Passion, de Brian De Palma (2012).

            Il est curieux, révélateur et singulièrement stimulant de voir à quelques jours d’intervalle seulement le biopic de Sacha Gervasi, Hitchcock , film rien moins que médiocre où l’immense cinéaste que l’on sait n’est là qu’à titre purement anecdotique, et le remake de Crime d’amour, d’Alain Corneau (2010), que propose Brian De Palma, cinéaste qui, lui, a parfaitement su intégrer une forte influence hitchcockienne à l’univers qui est le sien et que l’on retrouve ici intact. Contrairement à ce qu’on lui reprocha jadis, c'est-à-dire de n’être rien d’autre qu’un vulgaire clone d’Hitchcock, il ne s’est jamais agi pour lui de plagier platement le réalisateur de Vertigo (Sueurs froides, 1958) et de Psycho (Psychose, 1960) mais au contraire de comprendre, d’intégrer et finalement de dissoudre la leçon du maître à l’intérieur d’une thématique et d’une forme l’une et l’autre originales et difficilement réductibles à un simple exercice d’imitation, sinon d’admiration. Passion n’échappe pas à la règle, où De Palma, en dépit de son exil européen (le film est une coproduction franco-allemande), revient avec panache et non sans une certaine insolence un peu bravache sur ses vieux démons, ceux qu’illustrèrent ses grands films des années 70  --  voyeurisme, gémellité, érotisme inquiétant, fragmentation du regard et de l’esprit, mise en abyme.

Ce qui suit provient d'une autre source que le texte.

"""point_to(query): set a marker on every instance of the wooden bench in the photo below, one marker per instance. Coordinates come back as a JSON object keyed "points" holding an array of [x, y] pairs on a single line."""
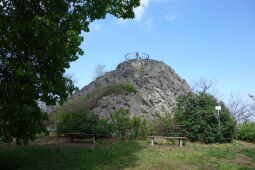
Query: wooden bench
{"points": [[76, 135], [167, 137]]}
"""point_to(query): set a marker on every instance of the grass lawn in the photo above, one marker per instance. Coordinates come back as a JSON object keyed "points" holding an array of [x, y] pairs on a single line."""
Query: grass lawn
{"points": [[126, 155]]}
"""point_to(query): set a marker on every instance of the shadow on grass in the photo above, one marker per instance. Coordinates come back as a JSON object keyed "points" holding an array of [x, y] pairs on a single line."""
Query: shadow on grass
{"points": [[104, 156]]}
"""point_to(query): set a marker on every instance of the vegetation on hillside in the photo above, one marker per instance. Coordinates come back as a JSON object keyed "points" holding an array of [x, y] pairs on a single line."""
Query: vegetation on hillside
{"points": [[121, 124], [39, 39], [89, 100], [202, 123], [246, 132]]}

            Avec Crime d’amour, son dernier film, Alain Corneau retrouvait lui aussi la veine de ses débuts où l’ombre tutélaire de Fritz Lang dominait Police Python 357 (1976) et La Menace (1977). Il y reprenait les thèmes de la culpabilité et de la suspicion, de la manipulation des preuves et du jeu avec les fausses pistes  --  reflet à peine déformé de Beyond a Reasonable Doubt (L’Invraisemblable vérité, 1956), vision pessimiste d’un univers d’où toute innocence paraît avoir été bannie. De Palma reste pour l’essentiel fidèle à la trame générale d’un récit qui ne pouvait que l’intéresser : ne disait-il pas déjà en 1977 que plusieurs de ses films « traitent de personnages qui sont manipulés, puis qui se révoltent contre ceux qui les manipulent »[1] ? Mais il en déplace l’enjeu pour mieux se l’approprier : suspense il y a bien (davantage que chez Corneau où il n’y avait jamais aucun doute sur la culpabilité de la meurtrière), mais l’essentiel tient ici à l’affrontement de trois personnages féminins qui entretiennent une passion amoureuse tout à la fois ambigüe et destructrice. A la rivalité professionnelle qui opposait les deux femmes de Crime d’amour succède un jeu de séduction et de domination pervers et lourd d’érotisme entre Christine (Rachel McAdams) et Isabelle (Noomi Rapace) où s’invite progressivement Dani (Karoline Herfurth), l’assistante d’Isabelle  --  alors que dans le film de Corneau l’assistant n’était qu’un personnage (masculin au surplus) d’importance secondaire, surtout présent pour justifier l’ultime rebondissement final.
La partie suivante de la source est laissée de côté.